In her letter, Cheung said she and the FBI Washington field office agreed that it could write to the bank recommending a 30-day administrative freeze on the assets, but not compel it as part of a criminal investigation. Cheung said she wrote to the FBI that her office believed there may be “potential violations” of federal wire fraud and conspiracy statutes meriting additional investigation, but that the probable cause standard for ordering a freeze had not been met.
Meanwhile, the former EPA official in the Project Veritas video, Brent Efron, was contacted last week by the EPA’s inspector general’s office and on Monday by an FBI agent from Washington at the request of Miami federal prosecutor Joshua Paster, deputy chief of an asset forfeiture unit with the southern district of Florida, according to a person familiar with the matter. The Miami office is at least the third U.S. attorney’s office asked to take part in the investigation. It was not clear if Paster would remain on the case, the person said.
Spokespeople for the U.S. attorney’s offices in D.C. and Miami declined to comment.
Efron’s lawyer, Mark Zaid, said in an interview that his client “doesn’t know what this is about, and that he was never involved in the obligation or disbursement of funds from any EPA assistance program, including NCIF and CCIA [held at Citibank]. And he was not involved in any conversations about EPA and Citibank.”
Testifying Wednesday before a House Energy and Commerce oversight subcommittee, EPA acting inspector general Nicole N. Murley said her office also was reviewing spending under the law that created the grant program, adding that EPA’s push to meet statutory deadlines raised concerns over the proper vetting of grant recipients, proposed projects and the monitoring of funds.
Murley’s office has jurisdiction to investigate fraud, waste and abuse at the EPA — including potential violations of federal fraud, theft and money laundering laws — and is typically the entity to investigate the agency’s own spending.
Conservative groups with ties to the fossil-fuel and mining industries praised the EPA’s action.
“The Biden administration intended to use a large part of that $20 billion to fund leftist activist groups,” said Myron Ebell, a former Trump EPA transition adviser who chairs the American Lands Council, which seeks the transfer of federal land to states, and who has called for repealing the central scientific finding for U.S. action against climate change.
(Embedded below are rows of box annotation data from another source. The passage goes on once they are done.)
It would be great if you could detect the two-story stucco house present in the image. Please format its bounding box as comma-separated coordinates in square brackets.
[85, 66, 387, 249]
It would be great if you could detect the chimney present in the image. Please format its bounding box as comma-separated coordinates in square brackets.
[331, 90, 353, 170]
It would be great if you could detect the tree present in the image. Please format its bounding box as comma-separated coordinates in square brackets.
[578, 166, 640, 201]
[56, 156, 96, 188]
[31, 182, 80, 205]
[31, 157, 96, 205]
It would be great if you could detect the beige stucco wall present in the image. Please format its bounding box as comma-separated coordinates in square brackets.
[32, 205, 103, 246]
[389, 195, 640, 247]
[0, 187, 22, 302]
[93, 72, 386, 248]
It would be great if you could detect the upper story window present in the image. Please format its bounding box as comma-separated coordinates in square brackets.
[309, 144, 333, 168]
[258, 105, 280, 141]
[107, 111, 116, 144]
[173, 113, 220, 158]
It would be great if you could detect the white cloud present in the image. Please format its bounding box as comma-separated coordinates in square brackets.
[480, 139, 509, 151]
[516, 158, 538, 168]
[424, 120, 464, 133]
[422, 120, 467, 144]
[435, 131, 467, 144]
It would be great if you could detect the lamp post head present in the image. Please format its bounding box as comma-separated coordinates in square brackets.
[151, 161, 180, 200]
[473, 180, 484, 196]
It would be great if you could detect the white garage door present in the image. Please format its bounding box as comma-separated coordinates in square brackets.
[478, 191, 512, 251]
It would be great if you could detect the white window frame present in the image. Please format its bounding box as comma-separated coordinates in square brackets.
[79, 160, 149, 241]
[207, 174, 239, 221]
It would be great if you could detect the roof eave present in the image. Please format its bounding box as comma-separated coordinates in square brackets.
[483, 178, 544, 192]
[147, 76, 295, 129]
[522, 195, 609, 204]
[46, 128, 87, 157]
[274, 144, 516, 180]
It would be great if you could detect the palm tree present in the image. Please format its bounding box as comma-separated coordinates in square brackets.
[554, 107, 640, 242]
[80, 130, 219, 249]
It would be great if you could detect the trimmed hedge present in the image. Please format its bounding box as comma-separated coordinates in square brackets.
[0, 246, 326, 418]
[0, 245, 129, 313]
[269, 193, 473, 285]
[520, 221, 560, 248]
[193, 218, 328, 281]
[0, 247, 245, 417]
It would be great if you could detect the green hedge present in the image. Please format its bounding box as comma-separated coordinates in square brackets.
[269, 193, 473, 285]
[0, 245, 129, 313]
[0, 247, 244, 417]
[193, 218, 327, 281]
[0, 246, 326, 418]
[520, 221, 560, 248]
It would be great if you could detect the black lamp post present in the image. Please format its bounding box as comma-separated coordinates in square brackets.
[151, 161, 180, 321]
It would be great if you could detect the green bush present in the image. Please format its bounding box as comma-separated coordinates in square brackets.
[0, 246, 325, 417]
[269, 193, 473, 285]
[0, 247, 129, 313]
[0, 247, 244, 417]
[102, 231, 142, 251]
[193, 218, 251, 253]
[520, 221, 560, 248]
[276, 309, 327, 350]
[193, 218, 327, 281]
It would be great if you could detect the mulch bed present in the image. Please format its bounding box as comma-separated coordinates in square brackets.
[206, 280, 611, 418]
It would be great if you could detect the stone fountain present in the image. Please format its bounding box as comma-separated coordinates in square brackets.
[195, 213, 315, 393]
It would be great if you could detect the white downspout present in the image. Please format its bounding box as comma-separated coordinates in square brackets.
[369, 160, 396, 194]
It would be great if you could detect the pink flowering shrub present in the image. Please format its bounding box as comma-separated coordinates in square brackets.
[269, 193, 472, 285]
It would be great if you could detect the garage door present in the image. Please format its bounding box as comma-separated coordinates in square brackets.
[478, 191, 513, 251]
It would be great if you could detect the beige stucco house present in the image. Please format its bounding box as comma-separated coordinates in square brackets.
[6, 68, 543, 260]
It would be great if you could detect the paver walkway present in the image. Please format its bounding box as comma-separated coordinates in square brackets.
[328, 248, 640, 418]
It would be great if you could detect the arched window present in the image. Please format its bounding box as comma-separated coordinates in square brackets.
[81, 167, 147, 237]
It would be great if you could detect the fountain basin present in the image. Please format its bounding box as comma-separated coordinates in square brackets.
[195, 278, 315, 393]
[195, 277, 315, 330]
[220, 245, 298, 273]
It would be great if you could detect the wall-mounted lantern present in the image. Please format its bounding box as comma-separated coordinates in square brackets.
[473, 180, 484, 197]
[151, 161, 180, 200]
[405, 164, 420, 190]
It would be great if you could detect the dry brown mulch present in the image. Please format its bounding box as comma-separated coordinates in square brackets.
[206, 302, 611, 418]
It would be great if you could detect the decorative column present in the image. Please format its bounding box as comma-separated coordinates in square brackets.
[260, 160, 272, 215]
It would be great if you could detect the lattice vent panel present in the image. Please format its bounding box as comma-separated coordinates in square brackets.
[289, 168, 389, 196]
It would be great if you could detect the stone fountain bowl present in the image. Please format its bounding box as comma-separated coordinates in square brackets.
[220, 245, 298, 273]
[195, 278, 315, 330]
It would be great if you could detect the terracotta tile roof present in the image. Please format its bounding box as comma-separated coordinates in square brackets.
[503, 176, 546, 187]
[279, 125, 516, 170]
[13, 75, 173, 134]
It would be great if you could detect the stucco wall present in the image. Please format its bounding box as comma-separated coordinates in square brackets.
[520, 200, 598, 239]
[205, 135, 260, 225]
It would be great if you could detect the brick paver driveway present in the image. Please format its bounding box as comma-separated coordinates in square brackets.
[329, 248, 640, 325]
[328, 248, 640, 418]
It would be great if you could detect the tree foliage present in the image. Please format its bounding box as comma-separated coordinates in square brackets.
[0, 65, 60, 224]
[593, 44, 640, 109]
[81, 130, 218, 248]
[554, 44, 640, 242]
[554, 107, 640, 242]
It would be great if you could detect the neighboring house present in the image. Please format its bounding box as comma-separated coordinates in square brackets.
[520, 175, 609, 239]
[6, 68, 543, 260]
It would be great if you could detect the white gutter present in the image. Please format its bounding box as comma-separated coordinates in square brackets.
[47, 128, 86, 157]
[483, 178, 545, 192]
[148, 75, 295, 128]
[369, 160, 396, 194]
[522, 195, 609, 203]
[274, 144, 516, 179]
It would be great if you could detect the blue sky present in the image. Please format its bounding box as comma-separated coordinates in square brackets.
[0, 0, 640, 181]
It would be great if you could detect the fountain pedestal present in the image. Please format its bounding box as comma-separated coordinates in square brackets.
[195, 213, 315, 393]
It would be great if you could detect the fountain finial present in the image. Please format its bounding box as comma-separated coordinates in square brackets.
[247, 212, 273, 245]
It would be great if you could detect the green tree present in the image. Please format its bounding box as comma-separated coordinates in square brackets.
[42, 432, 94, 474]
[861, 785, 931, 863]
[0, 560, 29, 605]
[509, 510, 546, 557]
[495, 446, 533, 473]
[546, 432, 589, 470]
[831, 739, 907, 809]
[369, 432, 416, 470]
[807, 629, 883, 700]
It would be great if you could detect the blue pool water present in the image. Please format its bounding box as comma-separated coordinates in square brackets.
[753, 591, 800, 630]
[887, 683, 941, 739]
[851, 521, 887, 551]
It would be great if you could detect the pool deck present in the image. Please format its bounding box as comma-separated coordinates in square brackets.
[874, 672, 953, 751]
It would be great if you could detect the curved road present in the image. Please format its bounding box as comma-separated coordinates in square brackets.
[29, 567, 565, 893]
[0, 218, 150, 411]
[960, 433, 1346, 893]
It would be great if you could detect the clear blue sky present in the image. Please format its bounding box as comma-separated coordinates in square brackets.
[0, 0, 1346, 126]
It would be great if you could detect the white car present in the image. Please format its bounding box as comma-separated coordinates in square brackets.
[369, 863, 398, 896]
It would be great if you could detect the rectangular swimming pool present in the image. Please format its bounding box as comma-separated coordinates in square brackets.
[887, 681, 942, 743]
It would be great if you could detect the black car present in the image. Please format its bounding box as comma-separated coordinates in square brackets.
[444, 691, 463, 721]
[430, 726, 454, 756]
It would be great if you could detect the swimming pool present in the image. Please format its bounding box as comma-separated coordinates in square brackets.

Martin, the U.S. attorney in D.C., also posted about the Climate United Fund before taking office, saying in October, “Insanity: $6.7 billion given to Green activists by Biden to disburse to others. Total graft. Needs to be stopped. @elonmusk better look at this one as DOGE king.”
After Zeldin’s announcement this month, the U.S. DOGE Service, a group billionaire Elon Musk oversees that aims to slash the size of the federal government, praised him on X for an “awesome job” on saving taxpayer money.